Big/little city life
Camilla Middleton responded Open City's Newsletter and our call for contributions from our community. Read about her new lease of perspective on London and what it means to live here and experience the city.
Familiar now are the photos of endless cityscapes around the world, abandoned by tourists and at last the undisputed habitat of pidgins.
A city without its people is a scene reserved for horror films: alien invasion, zombie ridden, nuclear disaster fuelled nightmares. But for most people living in the Capital, a glimpse of London Bridge without a red bus or the bare skateboard park on Southbank stirs nothing more than memories of a sweaty commute and sightseeing with distant relations. It’s the opulent centre of a cream egg in the expansive white of the City. It occupies one swift dip of a finger, the core, but in no means the substance.
My relationship with this golden circle is a perfunctory at best. We meet on daily walks down the Mall where the trees line the roadsides and, on some days, the British flag blows. We hold hands down through St James Park where I wave at the giant pelicans and we part as I reach my desk. We have lunch together from one of four neighbouring Prets and we say goodbye as I clamber onto the steaming Victoria line at the end of the day, exhausted and in silence.
But the weekends are where London in its full form offers community and, for the most, home. I confess I often don’t leave the boundaries of Stoke Newington where I live, a historic hamlet where once a new breed of commuters stopped on the way to the centre - not on metal tubes, but on horses. Although later subsumed into Hackney it retains its historic feel with narrow lanes and tall church spires and for the first year of living here I was amazed that in one tiny spot of London there was a yearly literary festival, sweet antipodean restaurants, decadent speakeasies, Jewish delis and children’s lidos. As a girl from south Birmingham, I could hardly believe what was on my own doorstep. London, to me, slowly became synonymous not with the sparkly core, but this small village in North London. The rich chocolate shell.
But, like most, I took for granted what lay before me. And although it was all there to enjoy, I often played the part of bystander. Drained from the week I would find excuses to stay in and now (like everyone) I regret the many times I said no, not knowing when I will next see a town hall play, rummage through charity shops, or visit my favourite pub.
Now, my association with Stoke Newington is limited to a daily run and each day I visit Abney Park, a stone’s throw away from my flat. There I jog past the war memorial which commemorates a collective grief quite distinct from the one we experience now. 122 people from my neighbourhood lost their lives in the Second World War, most of which died during an air raid in a public shelter. I wonder at how we will commemorate others on a more intangible front line, those doctors and nurses themselves housed in public spaces where the barriers for protection are not made of stone but of plastic.
The space that London occupies in the UK’s vernacular is vastly disproportionate to its size. With irresistible force it appears to suck opportunity and intellect into its orbit leaving the rest of the nation to pick over the bones. Londoners are categorised as a scurrying and cold sort of creature, dismissive of a life which can be found in countrysides and smaller cities across Britain. Where people speak to their neighbours and can pay under 6 pounds for a pint.
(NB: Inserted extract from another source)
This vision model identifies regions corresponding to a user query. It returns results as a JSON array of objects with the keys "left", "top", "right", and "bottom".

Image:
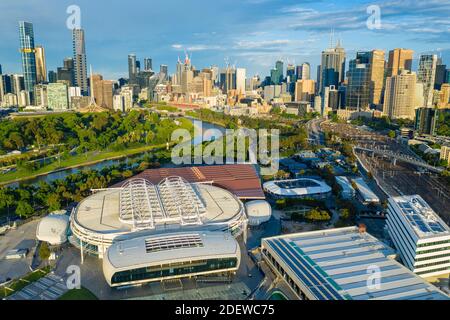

But in the past few weeks during lockdown, now more than ever I see that a city is more than the centre; it is more than its stereotype. Away from Westminster and the Gherkin there are areas like mine where people are coming together, swapping recipes and phone numbers. People which differ vastly and live symbiotically.
Whilst the virus rages on, left bare are the external structures we occupy in the week, nestled amongst the postcard pictures of Big Ben and the Tower of London, open plan offices and faceless Itsus. And whilst I miss colleagues and rooms outside of my own flat, what I miss most is the bustle of life in Stoke Newington, the home outside of my house. A small village in a big city.